"If I had 6 minutes left to live, I wouldn't brood.
I'd type a little faster." ~ Isaac Asimov
I have been asked many times why is it that I can always put the words into a certain feeling, action, or thought... and how is it that I'm usually able to place a picture of a place or an event into the mind of someone else through my writings.
Honestly - I really don't know.
I always write what I feel, what I'm going through, and how I see a certain situation. Writing for me has always been my opiate, perhaps it's like a drug that I'm addicted to, an escape of sorts from the ordinary humdrum of life.
Even when I'm doing a multitude of things, I find myself constantly thinking - it can be said that I have an overactive imagination, which is not entirely a positive thing... especially since being overly imaginative can cause one to visualize things that may not even be there. On the other hand, it allows me to explore all possibilities in relation to a subject at hand, and in many cases, this mental preparation has helped me in countless of ways.
Sometimes it's easier for me to deal with things when I'm able to churn out all these cause(s) and effect(s) and list them as a mental note to myself - it helps me assess the situation a lot more than if I were to simply keep all my thoughts and feelings bottled up inside. Many times, writing about how I feel, my worries, my elation and things that bewilder me puts these thoughts into motion.
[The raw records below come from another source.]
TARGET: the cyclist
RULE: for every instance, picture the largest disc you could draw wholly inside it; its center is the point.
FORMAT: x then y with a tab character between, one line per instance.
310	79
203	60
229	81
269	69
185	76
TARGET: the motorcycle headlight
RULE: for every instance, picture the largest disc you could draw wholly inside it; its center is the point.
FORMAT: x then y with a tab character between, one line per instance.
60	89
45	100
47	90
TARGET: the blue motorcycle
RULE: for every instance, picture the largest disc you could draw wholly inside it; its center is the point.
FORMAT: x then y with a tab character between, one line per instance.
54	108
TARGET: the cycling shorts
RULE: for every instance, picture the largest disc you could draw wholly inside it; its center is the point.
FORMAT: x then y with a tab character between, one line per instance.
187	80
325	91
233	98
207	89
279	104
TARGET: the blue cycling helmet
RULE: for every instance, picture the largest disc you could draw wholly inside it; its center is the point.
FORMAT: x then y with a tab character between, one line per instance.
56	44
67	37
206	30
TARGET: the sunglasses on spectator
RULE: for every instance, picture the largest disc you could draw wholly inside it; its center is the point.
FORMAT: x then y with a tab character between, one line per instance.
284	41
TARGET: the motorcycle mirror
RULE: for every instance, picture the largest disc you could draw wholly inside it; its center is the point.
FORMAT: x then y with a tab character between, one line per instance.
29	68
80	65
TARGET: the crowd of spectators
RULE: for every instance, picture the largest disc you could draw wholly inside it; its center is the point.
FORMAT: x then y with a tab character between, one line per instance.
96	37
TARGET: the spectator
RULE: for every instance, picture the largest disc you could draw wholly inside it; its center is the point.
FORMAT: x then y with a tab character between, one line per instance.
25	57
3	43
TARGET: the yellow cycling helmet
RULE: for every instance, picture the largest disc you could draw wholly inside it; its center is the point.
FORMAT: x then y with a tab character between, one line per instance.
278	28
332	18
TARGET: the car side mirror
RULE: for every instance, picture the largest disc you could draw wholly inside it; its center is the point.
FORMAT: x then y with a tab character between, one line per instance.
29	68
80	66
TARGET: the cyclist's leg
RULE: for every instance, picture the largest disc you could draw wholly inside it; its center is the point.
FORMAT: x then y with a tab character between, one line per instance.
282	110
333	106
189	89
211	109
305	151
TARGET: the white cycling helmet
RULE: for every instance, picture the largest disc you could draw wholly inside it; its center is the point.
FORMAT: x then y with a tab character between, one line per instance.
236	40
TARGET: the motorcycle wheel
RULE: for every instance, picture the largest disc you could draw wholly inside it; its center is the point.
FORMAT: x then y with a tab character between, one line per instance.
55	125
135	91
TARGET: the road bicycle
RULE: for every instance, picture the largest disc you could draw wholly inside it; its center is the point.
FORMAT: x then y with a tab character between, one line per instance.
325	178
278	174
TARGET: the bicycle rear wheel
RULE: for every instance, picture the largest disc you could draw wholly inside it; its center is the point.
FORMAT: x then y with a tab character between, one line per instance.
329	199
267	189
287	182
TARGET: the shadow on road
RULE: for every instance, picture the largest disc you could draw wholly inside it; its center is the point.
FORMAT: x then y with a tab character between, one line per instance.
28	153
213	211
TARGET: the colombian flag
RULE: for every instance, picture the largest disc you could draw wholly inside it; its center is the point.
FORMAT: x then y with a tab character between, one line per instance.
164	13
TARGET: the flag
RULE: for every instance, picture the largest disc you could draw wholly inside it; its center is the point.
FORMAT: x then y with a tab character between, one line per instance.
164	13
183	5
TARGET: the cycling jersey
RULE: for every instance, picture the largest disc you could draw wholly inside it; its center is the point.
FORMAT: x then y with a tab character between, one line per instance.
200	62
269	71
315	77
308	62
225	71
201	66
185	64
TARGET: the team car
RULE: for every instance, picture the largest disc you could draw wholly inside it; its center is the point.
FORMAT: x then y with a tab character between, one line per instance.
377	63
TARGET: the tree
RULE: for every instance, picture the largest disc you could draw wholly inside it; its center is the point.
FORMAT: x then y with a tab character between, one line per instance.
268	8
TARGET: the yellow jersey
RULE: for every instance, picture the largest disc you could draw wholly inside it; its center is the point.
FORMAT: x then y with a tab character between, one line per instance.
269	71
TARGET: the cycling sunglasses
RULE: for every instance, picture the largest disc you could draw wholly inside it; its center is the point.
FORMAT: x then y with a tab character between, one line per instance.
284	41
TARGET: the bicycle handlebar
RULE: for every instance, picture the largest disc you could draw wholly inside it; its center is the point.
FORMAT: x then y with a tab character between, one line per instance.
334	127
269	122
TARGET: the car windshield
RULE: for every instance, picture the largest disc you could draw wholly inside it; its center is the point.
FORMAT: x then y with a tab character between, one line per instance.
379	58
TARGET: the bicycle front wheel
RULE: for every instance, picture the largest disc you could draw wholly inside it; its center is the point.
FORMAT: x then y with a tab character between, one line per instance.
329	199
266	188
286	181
It gives me a somewhat clearer view of things, and more often than not - I would then be able to decide on my course of action thereafter.
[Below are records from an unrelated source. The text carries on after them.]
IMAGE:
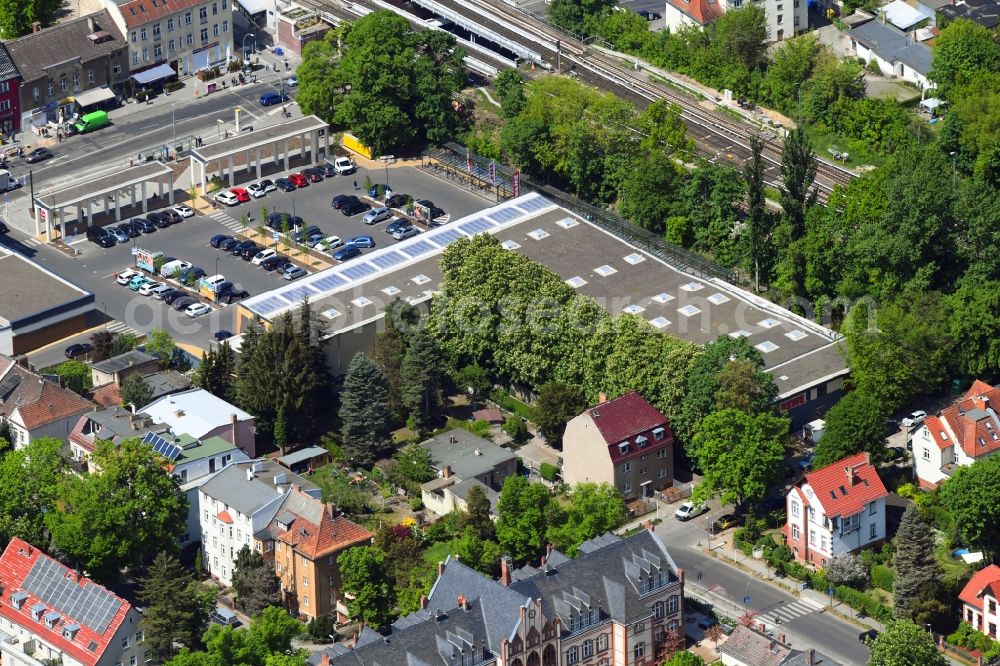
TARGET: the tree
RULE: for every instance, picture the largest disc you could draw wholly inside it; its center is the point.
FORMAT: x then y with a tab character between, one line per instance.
122	514
557	403
365	579
135	390
963	49
29	489
855	424
75	376
176	607
161	345
592	511
760	222
523	518
364	411
255	582
739	454
972	496
905	644
798	171
423	374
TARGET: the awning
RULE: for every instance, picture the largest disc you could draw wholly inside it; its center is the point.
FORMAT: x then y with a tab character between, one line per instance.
95	96
153	74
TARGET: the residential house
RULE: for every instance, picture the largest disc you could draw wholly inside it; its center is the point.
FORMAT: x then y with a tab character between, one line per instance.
52	614
464	461
239	502
10	94
307	537
747	646
836	510
619	603
979	601
893	51
170	37
34	407
965	432
80	59
200	414
625	442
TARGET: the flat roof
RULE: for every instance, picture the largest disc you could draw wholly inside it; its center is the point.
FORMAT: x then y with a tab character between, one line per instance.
240	143
98	187
620	276
31	290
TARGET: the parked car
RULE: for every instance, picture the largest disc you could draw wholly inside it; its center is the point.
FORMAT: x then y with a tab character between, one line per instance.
272	98
341	199
196	310
37	155
353	208
404	232
362	241
914	419
78	350
347	252
376	215
226	197
689	510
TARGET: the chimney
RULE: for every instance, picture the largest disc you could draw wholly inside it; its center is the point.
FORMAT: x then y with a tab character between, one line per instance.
505	571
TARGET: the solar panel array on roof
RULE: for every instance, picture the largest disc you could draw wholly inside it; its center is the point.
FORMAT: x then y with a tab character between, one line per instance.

It's my way of dealing with things, it has a calming effect when I'm down and troubled, and it's what I usually turn to when I need to describe an otherwise intangible emotion. Sometimes it makes reality more bearable.
I want my fingers to speak in cipher and symbol, in character and punctuation – I want them to speed across an empty slate, filling it with idea and passion. I want others to read it, and I want them – for a brief fleeting moment... understand the world through my eyes, to see what I see, to feel what I feel. I try to capture those lost moments of time like insects in amber, and I hold them up to the brightness and I make available that spark of mankind that is so transient in our busy lives. I write because I am happy and joyful, tired and sad, and frightened and terrible and thirsty. I write because we are all those things, all of us in our own ways.
If anyone can identify with what I write - it's usually because they have experienced the whole gamut of emotions that I have placed into words. I write about life, about how we sometimes fall along the way, and I marvel at how we can pick ourselves up with renewed vigour every time we think we aren't able to.